Vu les uniques conclusions transmises le 03 septembre 2024 par la SAS Netino, appelante, qui demande à la cour de':
Avant dire droit : faire sommation à Mme [T] [Y] de produire les éléments permettant de déterminer la part de cotisations sociales dont elle s’acquittait sur son chiffre d’affaires ou son revenu imposable pour l’année 2020;
A titre principal :
— infirmer le jugement rendu le 11 avril 2024 par le Conseil de prud’hommes de Montbéliard en toutes ses dispositions ;
Et statuant à nouveau,
— débouter Mme [T] [Y] de l’intégralité de ses demandes fins et conclusions ;
A titre subsidiaire :
— réduire à de plus justes proportions le montant éventuellement alloué à Mme [T] [Y] à titre de rappel de salaires pour la période du 20 juin au 3 juillet 2020 ;
— réduire à de plus justes proportions le montant éventuellement alloué à Mme [T] [Y] à titre d’indemnité compensatrice de préavis ;
— réduire à de plus justes proportions le montant éventuellement alloué à Mme [T] [Y] à titre d’indemnité compensatrice de congés payés sur préavis ;
— réduire à de plus justes proportions le montant éventuellement alloué à Mme [T] [Y] à titre de dommages et intérêts pour une prétendue rupture abusive du contrat de travail ;
— réduire à de plus justes proportions le montant éventuellement alloué à Mme [T] [Y] à titre d’indemnité pour travail dissimulé ;
En tout état de cause :
— condamner Mme [T] [Y] à payer à la SAS Netino la somme de 2.000 euros sur le fondement de l’article 700 du code de procédure civile ;
— la condamner également aux entiers dépens.
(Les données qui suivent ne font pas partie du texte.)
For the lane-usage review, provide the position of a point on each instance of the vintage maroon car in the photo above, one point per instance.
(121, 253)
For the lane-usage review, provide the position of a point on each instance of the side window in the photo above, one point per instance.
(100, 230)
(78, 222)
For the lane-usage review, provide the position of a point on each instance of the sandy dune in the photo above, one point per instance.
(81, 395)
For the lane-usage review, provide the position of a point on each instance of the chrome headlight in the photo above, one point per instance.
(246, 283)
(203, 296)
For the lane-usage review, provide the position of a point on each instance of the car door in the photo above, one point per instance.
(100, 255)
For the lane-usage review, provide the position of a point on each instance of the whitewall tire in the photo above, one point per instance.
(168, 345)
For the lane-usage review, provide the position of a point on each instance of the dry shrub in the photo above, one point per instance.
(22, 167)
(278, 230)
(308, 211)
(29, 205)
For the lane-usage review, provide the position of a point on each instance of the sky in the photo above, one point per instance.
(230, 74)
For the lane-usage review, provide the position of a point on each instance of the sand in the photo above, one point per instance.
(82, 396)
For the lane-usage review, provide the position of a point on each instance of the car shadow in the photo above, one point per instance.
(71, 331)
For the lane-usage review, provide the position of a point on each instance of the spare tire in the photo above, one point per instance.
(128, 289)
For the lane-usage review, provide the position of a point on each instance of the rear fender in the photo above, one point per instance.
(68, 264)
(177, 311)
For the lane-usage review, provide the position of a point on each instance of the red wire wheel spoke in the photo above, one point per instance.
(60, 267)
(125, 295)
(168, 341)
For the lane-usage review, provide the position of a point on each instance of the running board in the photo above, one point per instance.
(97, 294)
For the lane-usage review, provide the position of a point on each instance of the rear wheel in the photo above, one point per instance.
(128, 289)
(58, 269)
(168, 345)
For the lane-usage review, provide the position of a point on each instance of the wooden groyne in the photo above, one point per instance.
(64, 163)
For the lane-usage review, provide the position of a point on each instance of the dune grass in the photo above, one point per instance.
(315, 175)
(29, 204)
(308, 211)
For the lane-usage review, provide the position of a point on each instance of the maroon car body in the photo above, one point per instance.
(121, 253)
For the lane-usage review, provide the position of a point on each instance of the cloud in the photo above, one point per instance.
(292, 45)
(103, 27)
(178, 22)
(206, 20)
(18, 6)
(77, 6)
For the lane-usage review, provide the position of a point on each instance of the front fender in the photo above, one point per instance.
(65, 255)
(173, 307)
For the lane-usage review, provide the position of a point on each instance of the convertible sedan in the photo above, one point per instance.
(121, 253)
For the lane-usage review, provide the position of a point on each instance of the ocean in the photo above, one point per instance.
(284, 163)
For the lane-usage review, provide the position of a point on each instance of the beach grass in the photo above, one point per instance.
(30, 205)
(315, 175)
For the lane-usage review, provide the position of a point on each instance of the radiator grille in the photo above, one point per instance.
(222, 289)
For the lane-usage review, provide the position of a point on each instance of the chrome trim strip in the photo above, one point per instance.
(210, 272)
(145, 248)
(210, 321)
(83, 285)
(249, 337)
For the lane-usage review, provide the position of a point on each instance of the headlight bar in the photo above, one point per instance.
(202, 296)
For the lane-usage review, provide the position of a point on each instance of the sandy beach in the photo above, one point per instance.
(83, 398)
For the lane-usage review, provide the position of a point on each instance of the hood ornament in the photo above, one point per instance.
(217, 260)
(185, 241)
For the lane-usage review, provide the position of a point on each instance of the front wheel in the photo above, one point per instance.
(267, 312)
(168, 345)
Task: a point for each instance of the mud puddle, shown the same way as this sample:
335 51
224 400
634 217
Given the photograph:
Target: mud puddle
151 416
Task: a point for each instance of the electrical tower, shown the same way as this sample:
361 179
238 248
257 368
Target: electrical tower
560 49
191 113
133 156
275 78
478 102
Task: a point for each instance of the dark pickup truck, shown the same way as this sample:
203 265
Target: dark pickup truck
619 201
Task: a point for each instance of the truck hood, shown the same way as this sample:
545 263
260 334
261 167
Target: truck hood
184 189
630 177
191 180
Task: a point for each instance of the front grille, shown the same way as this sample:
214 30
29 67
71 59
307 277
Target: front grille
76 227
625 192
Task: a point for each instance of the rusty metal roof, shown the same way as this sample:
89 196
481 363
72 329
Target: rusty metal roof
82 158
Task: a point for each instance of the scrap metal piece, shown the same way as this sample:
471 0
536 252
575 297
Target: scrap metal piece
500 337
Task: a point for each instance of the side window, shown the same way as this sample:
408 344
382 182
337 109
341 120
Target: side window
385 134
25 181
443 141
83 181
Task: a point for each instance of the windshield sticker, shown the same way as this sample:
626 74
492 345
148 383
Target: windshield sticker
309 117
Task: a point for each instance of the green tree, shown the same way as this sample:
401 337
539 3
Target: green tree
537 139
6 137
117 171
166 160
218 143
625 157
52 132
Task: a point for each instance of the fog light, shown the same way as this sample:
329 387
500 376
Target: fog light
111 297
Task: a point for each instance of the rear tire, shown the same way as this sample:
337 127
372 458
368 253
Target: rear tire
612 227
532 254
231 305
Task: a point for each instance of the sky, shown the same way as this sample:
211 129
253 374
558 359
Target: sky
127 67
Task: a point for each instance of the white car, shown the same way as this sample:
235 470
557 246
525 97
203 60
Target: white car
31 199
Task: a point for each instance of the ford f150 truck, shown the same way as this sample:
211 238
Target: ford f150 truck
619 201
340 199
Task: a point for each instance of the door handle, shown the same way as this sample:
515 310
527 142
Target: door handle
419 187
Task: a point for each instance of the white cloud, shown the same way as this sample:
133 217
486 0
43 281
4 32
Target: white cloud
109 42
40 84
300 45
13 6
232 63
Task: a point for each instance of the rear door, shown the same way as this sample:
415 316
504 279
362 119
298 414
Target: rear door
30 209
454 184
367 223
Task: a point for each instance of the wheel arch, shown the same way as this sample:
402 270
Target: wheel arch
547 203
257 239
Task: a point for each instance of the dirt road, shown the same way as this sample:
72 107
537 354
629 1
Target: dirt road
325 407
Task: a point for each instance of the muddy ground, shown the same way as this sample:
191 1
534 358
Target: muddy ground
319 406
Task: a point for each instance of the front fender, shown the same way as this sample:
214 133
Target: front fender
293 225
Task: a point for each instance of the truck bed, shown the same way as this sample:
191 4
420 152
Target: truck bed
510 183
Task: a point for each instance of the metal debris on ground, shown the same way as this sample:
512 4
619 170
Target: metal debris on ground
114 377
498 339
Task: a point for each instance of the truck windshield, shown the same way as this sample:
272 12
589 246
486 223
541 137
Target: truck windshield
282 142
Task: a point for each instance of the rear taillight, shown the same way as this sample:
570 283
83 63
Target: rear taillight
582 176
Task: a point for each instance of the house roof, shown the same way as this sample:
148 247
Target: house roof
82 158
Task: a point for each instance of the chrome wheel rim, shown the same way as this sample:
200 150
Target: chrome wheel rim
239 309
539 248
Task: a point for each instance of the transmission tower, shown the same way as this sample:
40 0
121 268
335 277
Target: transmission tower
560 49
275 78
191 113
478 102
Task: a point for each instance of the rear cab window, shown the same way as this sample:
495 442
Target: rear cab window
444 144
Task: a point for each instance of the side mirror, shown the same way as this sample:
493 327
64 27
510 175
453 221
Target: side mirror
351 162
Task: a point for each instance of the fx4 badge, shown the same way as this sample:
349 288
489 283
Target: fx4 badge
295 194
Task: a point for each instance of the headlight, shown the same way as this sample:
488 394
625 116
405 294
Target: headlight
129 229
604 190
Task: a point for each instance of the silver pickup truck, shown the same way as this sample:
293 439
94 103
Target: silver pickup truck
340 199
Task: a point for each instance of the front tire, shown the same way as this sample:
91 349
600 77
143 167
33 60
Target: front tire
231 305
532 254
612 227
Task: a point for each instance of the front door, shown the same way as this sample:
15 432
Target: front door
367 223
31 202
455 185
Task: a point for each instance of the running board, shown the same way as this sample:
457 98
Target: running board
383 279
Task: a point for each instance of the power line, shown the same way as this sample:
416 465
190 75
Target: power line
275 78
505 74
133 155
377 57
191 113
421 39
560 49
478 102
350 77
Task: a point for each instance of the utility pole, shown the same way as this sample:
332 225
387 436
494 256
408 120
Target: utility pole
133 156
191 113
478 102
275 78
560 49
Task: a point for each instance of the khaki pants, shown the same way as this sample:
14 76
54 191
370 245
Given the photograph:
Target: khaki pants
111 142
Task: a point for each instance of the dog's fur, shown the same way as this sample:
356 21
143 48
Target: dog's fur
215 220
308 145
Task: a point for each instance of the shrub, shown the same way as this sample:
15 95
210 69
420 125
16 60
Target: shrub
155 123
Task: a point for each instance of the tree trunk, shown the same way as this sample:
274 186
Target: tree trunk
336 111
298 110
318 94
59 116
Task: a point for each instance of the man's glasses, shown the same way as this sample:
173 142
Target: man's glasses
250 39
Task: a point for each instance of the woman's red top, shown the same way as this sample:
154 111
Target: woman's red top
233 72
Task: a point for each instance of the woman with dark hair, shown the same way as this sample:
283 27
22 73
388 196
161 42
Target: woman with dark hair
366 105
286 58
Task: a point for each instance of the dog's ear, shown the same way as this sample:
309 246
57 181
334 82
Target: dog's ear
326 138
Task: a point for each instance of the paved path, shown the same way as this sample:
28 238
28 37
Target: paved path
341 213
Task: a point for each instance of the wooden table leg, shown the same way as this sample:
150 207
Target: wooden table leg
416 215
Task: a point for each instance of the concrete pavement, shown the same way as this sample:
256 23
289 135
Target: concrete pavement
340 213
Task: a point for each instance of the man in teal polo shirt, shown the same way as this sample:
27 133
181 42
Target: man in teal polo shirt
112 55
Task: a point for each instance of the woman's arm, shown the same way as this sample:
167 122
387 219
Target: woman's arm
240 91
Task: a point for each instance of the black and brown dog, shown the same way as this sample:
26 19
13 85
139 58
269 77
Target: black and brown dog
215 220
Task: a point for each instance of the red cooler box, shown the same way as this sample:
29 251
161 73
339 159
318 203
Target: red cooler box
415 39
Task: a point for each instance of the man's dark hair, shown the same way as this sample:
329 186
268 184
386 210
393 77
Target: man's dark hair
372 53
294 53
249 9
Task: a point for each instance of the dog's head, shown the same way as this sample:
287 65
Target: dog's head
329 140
Vu les dernières conclusions transmises le 1er décembre 2024 par Mme [T] [Y], intimée, qui demande à la cour de':
— déclarer non fondé l’appel formé par la SAS Netino contre le jugement rendu par le Conseil des Prud’Hommes de Montbéliard le 11 avril 2024,
— confirmer le jugement rendu par le Conseil des Prud’Hommes de Montbéliard le 11 avril 2024 dans toutes ses dispositions,
— requalifier la prestation de service liant Mme [T] [Y] à la SAS Netino en contrat de travail,
— condamner la SAS Netino à verser à Mme [T] [Y] les sommes suivantes :
* 300 euros net au titre des salaires dus pour la période du 20 juin au 03 juillet 2020,
* 900 euros net à titre d’indemnité compensatrice de préavis,
* 90 euros net à titre d’indemnité compensatrice de congés payés sur préavis,
* 900 euros à titre de dommages-intérêts pour rupture abusive du contrat de travail,
* 10.800 euros à titre d’indemnité pour travail dissimulé,
— condamner la SAS Netino à remettre à Mme [T] [Y] l’ensemble des documents attestant de son emploi salarié pour la période du 20 juin au 3 juillet 2020, à savoir les bulletins de salaire, le certificat de travail, le solde de tout compte et l’attestation France Travail, sous astreinte de 50 euros par document et par jour de retard à l’expiration d’un délai de 15 jours suivant la notification de l’arrêt à intervenir,
— condamner la SAS Netino aux entiers frais et dépens de la procédure
La cour faisant expressément référence aux conclusions susvisées pour un plus ample exposé des prétentions et moyens des parties,
Vu l’ordonnance de clôture en date du 10 juillet 2025;
SUR CE
EXPOSÉ DU LITIGE
Mme [T] [Y] a offert à la SAS Netino ses services en qualité de «chargée de clientèle /Digitalisation et Management'» afin de travailler sur un projet «'TC Dépôt Bingo'» à compter du 20 juin 2020.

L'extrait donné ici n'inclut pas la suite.